The “Supermeds” Are Really Coming this Time: The Era of (Health) Megasystems, Introduction Part II
Stephen C. Hanson, MPH, FACHE, Partner, CEO Advisory Network
This is the second of a two-part introduction to a series of blogs on the future of nonprofit health systems with annual operating revenues in excess of $10 billion. Part I was published in late July and covered definitions of success and how such megasystems can be governed and led.
IV. THEY NEED TO ACHIEVE SCALE AND BE FINANCIALLY STRONG
There are several points here. First the megasystem must drive consistency around best clinical and administrative/financial practices. This is challenging enough to do in smaller organizations but will be paramount to the megasystem’s success. The megasystem must connect the dots broadly and deeply with committed physicians and other clinical leadership (and a strategic finance team) to optimize opportunities within the traditional fee for service environment as long as that continues to exist in the markets the megasystem serves. Similarly the developing best practices around value based services (including obtaining as much upside as possible from existing Value Based Purchasing) must be implemented in a consistent way across the organization.
This will require teams that believe so strongly in the mission and values of the megasystem that they consistently utilize information systems, analytics, aligned equipment/supply acquisition programs across broad geographies and different types of providers and other significant tools.
In terms of administrative and financial systemization, there will need to be strict adherence to best practices and a robust financial analysis of all the functions of the megasystem. This will include seeking every opportunity in painstaking detail for revenue, both fee for service and value based services. It will also include very tight control of expenses. The concept of “breaking even on Medicare” will become even more critical in the future and this presents an excellent opportunity for megasystems.
Finally the successful megasystem will need to focus on the markets and communities it wishes to serve. It needs to assure that it has sufficient market share in each market/state to fulfill its mission and the Quadruple Aim. Market share during this transition period will be tracked for both fee for service and value based services.
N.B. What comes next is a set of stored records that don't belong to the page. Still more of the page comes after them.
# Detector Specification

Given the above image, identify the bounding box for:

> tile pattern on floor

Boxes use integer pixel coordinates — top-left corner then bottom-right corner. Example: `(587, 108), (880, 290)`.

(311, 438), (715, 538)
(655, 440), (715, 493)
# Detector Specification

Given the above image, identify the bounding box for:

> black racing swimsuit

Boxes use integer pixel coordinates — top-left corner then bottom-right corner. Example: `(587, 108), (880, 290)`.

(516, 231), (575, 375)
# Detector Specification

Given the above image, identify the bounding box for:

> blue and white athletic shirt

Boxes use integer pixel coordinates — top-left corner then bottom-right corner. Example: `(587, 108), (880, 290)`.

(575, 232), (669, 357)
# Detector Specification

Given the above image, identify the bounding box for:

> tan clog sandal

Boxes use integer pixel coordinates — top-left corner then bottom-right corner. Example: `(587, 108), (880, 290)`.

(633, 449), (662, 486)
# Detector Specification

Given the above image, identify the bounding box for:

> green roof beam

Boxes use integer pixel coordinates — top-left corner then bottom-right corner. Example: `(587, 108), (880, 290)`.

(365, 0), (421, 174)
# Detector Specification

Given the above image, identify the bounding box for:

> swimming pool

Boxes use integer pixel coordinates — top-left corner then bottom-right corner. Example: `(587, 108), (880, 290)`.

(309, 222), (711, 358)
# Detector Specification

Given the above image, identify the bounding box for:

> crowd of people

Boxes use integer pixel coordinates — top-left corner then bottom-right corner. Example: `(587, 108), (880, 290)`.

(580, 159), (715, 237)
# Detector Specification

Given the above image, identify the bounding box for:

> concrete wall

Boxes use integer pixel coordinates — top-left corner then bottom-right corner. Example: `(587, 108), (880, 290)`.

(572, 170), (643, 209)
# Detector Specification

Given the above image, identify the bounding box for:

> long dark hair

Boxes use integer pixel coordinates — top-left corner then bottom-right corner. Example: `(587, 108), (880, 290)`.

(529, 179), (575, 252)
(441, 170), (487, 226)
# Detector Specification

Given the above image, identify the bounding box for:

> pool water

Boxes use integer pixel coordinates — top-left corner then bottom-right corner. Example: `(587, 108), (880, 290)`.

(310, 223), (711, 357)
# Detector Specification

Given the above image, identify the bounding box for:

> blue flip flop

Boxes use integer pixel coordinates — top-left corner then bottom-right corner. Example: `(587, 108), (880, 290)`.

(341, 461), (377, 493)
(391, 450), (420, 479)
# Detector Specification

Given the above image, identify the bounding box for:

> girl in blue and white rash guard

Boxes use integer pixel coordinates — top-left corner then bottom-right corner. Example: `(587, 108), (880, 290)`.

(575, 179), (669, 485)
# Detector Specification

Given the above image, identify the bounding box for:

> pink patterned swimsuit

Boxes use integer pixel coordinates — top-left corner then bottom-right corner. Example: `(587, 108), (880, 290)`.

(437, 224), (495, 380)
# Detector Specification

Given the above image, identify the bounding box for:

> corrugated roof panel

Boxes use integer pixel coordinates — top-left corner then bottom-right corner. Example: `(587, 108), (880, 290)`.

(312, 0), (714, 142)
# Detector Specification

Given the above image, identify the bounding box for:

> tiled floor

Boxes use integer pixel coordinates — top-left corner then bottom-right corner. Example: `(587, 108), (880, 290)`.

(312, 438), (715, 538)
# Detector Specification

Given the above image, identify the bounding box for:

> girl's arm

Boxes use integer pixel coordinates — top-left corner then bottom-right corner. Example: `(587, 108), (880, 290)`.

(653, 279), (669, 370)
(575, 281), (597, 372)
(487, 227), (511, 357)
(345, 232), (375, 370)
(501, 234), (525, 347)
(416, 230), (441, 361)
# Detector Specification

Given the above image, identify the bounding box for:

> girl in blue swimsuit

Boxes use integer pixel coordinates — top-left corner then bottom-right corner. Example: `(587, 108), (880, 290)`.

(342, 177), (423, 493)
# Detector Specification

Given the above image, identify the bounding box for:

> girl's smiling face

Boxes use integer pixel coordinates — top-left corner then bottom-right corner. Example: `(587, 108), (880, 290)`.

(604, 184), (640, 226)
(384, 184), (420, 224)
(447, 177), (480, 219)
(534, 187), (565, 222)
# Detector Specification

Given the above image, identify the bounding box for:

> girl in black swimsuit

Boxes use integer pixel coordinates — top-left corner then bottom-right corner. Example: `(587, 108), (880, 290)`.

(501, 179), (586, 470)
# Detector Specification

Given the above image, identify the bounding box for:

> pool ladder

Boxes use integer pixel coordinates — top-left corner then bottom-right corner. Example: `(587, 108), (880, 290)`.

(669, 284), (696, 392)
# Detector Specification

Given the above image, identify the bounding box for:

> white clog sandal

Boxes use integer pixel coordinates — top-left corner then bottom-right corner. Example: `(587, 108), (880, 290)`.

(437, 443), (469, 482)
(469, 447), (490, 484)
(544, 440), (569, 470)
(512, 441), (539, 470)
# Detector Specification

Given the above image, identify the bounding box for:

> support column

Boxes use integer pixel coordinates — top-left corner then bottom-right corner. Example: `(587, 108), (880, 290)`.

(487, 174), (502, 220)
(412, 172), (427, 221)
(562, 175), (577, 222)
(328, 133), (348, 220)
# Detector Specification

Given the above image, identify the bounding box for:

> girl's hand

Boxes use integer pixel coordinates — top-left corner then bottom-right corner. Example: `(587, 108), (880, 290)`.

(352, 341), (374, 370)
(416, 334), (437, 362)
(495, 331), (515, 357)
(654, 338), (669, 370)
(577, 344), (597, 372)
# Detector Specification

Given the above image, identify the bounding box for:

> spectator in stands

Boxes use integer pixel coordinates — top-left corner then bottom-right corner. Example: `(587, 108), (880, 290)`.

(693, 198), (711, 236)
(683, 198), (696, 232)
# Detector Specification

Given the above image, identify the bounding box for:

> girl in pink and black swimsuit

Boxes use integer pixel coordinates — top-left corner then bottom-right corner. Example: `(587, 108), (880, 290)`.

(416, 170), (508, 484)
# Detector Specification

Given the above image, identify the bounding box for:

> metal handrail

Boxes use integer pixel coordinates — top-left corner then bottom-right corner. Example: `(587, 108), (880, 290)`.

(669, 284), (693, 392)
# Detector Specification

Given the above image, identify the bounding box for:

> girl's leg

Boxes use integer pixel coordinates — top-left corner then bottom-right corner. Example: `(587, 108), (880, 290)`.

Being in a low market share position in multiple markets and perhaps states will not drive the megasystem to success.
For fee for service market share will continue to be of inpatient, outpatient, emergency, home health and other major volume types.
For value based services, it will be percent of “covered lives”, primary care physicians and advanced care professionals, percentage of telehealth patients and similar measures.
Finally if the Quadruple Aim is the target, does the megasystem have the market dominance to work to improve health in its targeted populations and to truly improve the work life of its clinicians and other employees?
The currently successful megasystem forerunners have concentrated their resources in key markets and states . We project that tomorrow’s successful megasystem will concentrate similarly although in more markets; the key is to have critical mass throughout the geographies.
V. THEY NEED TO BE FOCUSED ON THE INDIVIDUAL PATIENTS AND COMMUNITIES THEY SERVE
The old saying that “all healthcare (like politics) is local” may or may not still totally apply, as mentioned above. That said, the great megasystem will need to be clearly focused on the patients and “covered lives” (people) that it serves, one patient and family at a time. Even a $3 billion health system can talk proudly about millions of patient encounters per year so multiply that by ten and the statistics are staggering.
So as the final specific element of this blog, a reminder that every decision in the Board rooms, C-suites, meeting rooms of the megasystem must remember what is at stake for each individual patient and community member.
A patient who is undergoing care for cancer or heart disease is focused on the care at that hospital, those physician offices, that organization’s urgent care centers and telehealth services. He/she does not really know or care for the most part whether the hospital is freestanding or part of a small or big health system. Only that the “high touch, high tech” care is present. The exception is where the megasystem has a strong brand recognition which denotes quality; however not all emerging megasystems have that brand recognition yet so this individual focused, consumer centric approach will build the brand over time. Thus the successful megasystem will begin and end with the patient/member regardless of its size just as smaller healthcare organizations have.
QUESTIONS FOR THE NEXT FEW MONTHS
This is the first of what will likely be many discussions about the implications of megasystems. We have begun the dialogue around many key attributes of a great megasystem.
For future dialogue:
1) What are the attributes of the systems that are, or have the most potential to become, megasystems?
2) What should the smaller organizations that wish to join megasystems be thinking about as they approach the decision to link with one?
3) What should the smaller organizations that wish to remain “fiercely independent” do to optimize their situation?
4) What are the other recommendations for megasystems beyond what is covered above in their journey?
5) How do faith based megasystems differ from secular?
6) How do megasystems interface with the startup and midstream for-profit companies transforming portions of health and healthcare?
Thank you for reading. Future blogs will also look at the “Fourth Aim” mentioned above and other key issues during this most exciting time in health and healthcare.